Honeypots are being bombarded with login attempts, meaning that all vulnerable network devices are also in danger.
Over the last few weeks, web login panels were targeted from up to 2.8 million IP addresses per day. As of January 9th, 2025, the number of participating IPs was over 1.7 million.
For comparison, before January 18th, 2025, the figure was fluctuating below 100,000.
Shandowserver Foundation’s report identifies hosts that have been observed performing HTTP-based scanning activity, including exploitation attempts. HTTP scanning may sometimes be benign when a search engine is indexing the web or researchers are looking for open or vulnerable services.
Large increase in web login brute forcing attacks against edge devices seen last few weeks in our honeypots, with up to 2.8M IPs per day seen with attempts (especially Palo Alto Networks, Ivanti, SonicWall etc). Over 1M from Brazil. Source IPs shared in shadowserver.org/what-we-do/n...
undefined The Shadowserver Foundation (@shadowserver.bsky.social) February 7, 2025 at 11:08 AM
[image or embed]
However, the large surge indicates that this activity may be part of a larger attack or exploit attempt coming from a botnet that’s actively hunting for new sites or devices to infect.

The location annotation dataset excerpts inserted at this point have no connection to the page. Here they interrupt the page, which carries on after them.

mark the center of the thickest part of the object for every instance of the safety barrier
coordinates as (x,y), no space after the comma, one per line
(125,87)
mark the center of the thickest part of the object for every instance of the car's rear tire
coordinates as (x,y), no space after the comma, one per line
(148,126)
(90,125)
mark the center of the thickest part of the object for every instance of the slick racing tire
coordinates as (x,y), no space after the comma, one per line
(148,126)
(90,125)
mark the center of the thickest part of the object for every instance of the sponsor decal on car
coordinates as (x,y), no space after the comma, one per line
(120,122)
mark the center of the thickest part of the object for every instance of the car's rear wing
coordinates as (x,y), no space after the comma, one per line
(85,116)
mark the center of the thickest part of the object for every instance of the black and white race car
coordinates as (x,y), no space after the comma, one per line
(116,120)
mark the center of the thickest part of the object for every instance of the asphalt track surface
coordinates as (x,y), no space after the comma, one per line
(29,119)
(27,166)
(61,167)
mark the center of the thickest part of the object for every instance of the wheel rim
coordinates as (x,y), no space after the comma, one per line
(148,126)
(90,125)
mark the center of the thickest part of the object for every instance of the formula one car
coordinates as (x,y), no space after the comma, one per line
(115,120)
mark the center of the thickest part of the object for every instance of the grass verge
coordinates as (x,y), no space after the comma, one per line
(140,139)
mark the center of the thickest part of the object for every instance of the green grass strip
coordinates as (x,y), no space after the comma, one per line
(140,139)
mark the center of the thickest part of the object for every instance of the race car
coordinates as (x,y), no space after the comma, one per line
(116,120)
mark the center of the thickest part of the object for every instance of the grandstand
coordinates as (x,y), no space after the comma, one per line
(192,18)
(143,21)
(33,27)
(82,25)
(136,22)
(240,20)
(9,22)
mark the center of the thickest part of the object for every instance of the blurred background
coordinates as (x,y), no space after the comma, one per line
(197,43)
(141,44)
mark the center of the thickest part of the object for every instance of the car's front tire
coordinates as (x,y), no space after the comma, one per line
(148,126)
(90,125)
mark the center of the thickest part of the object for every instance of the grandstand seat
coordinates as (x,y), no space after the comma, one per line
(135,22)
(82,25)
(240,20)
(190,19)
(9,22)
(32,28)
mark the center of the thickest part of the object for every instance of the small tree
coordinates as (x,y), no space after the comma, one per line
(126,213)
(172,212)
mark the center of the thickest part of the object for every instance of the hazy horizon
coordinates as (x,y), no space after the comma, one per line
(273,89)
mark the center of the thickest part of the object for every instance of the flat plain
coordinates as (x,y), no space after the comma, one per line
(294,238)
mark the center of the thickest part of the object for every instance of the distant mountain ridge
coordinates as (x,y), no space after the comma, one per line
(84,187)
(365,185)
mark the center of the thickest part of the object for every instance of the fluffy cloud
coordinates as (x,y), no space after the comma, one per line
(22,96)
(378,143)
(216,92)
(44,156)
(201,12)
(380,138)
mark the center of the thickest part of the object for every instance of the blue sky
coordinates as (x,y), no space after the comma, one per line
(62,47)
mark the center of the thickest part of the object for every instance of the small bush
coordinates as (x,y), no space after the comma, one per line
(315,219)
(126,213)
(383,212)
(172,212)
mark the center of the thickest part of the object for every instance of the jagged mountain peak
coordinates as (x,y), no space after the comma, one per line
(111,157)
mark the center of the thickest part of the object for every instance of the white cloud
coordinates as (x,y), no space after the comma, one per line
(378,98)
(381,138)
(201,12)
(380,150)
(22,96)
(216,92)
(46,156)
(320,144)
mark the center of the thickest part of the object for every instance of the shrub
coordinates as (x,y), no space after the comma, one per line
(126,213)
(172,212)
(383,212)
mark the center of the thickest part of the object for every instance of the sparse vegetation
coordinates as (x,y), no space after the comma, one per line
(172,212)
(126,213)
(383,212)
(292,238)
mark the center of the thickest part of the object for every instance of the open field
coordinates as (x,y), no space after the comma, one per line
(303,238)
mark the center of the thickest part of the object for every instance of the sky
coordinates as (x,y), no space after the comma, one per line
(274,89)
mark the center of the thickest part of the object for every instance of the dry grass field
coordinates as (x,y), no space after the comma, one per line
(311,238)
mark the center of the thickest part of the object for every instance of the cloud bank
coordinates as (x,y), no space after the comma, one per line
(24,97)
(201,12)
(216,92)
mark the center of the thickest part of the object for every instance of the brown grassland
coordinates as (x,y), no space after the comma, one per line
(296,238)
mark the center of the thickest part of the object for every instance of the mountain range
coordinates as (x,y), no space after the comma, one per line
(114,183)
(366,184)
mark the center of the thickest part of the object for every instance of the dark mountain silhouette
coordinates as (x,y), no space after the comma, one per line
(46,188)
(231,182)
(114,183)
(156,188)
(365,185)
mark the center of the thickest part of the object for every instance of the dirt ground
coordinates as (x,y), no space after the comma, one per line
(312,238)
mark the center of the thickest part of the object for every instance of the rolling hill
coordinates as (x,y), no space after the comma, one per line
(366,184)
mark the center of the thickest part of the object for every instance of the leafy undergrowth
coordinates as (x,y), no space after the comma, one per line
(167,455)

Recently, a few major vendors of VPNs and other network appliances disclosed critical security vulnerabilities.
SonicWall, a network security solutions provider, alerted users about a critical flaw affecting its secure access gateways from the SMA 1000 series. Fortinet devices have been under active exploitation due to authentication bypass vulnerability. Ivanti’s appliances have been attacked by suspected Chinese hackers, exploiting two zero days. Similarly, hundreds of Palo Alto Networks firewalls remain vulnerable.

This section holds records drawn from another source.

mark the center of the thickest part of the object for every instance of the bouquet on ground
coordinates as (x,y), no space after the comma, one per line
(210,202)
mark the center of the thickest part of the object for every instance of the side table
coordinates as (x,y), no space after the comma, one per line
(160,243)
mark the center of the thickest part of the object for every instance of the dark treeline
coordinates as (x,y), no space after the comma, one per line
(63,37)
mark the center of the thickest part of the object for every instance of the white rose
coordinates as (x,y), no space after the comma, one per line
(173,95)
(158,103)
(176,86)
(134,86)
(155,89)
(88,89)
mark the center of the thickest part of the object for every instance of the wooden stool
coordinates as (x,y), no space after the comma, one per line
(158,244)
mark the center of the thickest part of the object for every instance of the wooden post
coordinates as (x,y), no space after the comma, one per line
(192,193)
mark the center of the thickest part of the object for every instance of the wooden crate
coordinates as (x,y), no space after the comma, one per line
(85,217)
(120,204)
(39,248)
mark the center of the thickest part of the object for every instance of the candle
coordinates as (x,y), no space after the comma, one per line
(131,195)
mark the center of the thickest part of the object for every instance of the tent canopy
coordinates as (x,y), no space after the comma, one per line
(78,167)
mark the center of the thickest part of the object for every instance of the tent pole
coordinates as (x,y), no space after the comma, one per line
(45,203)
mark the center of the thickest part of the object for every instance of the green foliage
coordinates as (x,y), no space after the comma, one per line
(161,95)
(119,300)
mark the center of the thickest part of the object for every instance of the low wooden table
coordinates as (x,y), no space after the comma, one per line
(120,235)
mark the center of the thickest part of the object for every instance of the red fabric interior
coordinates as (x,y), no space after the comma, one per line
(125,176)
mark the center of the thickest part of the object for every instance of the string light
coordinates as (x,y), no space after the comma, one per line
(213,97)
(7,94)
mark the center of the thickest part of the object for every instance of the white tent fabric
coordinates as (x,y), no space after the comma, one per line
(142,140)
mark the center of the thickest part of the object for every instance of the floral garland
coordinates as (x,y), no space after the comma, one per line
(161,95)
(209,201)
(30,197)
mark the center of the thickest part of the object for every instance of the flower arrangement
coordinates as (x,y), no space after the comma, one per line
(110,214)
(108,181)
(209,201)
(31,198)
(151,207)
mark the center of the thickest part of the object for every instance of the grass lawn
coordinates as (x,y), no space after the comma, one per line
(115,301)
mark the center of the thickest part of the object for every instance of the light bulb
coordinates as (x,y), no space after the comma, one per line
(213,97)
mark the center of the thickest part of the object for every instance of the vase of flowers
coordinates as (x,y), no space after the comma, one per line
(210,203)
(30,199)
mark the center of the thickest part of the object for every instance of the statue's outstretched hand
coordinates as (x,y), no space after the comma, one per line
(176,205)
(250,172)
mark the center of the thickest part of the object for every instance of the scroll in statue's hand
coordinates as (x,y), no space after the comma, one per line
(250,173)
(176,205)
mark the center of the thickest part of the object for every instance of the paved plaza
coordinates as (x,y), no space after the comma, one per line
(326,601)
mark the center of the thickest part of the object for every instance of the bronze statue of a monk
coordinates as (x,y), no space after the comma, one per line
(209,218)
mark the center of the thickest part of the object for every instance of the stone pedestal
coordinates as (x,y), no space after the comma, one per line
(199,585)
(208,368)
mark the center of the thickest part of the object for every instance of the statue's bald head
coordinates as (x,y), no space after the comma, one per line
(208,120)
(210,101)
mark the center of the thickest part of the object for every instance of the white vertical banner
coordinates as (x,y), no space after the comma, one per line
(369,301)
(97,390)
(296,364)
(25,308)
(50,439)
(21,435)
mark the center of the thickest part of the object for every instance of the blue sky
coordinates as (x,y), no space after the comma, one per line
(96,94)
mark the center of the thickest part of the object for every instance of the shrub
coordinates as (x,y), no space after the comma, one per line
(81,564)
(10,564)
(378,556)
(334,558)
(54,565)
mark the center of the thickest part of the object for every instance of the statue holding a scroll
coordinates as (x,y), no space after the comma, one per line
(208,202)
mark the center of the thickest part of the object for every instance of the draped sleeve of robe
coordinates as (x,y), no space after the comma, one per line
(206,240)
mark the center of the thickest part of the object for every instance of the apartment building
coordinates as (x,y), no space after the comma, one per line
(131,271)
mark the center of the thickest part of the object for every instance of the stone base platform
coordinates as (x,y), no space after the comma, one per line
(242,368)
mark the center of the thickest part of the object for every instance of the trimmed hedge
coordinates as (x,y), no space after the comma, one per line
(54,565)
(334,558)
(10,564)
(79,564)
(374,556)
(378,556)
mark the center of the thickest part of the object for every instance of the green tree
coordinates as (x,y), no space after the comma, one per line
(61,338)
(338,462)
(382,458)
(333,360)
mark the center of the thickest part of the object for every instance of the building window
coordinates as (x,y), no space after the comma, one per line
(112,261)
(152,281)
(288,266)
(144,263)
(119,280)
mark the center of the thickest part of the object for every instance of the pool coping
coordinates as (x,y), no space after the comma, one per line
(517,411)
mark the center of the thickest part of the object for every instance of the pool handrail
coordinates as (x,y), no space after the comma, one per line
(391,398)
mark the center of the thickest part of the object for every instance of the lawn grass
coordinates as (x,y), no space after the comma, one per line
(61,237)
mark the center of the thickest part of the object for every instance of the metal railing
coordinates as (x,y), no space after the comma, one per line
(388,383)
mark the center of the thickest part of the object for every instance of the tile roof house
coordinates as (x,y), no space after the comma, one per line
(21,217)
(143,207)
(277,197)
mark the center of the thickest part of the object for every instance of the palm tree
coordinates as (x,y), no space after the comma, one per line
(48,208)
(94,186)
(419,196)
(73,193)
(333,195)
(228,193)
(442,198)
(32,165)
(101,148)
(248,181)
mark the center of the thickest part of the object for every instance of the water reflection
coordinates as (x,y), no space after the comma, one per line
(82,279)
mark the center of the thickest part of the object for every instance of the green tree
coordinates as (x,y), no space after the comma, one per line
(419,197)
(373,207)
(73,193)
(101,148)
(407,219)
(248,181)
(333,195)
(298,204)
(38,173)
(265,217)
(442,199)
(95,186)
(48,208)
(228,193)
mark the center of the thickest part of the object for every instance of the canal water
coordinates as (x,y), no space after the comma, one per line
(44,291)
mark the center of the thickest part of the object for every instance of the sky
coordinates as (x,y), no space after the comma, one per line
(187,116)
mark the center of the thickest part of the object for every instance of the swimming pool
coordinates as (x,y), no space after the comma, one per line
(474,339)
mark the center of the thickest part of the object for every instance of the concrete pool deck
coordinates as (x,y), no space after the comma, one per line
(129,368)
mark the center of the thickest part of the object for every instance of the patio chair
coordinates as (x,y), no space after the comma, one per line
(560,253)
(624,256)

The current brute force login attacks campaign mostly originate from Brazilian IP addresses. Shadowserver calculated over 1.1 million Brazilian IPs during the peak, followed by 135,000 IPs from Turkey, 133,000 from Russia, 99,000 from Argentina, and hundreds of thousands from other countries.
Most of the identified compromised devices are produced by MikroTik, Huawei, and Cisco. However, in many cases, Shadowserver couldn’t map the source IP address to a device, or the actual involved device could be behind the identified one.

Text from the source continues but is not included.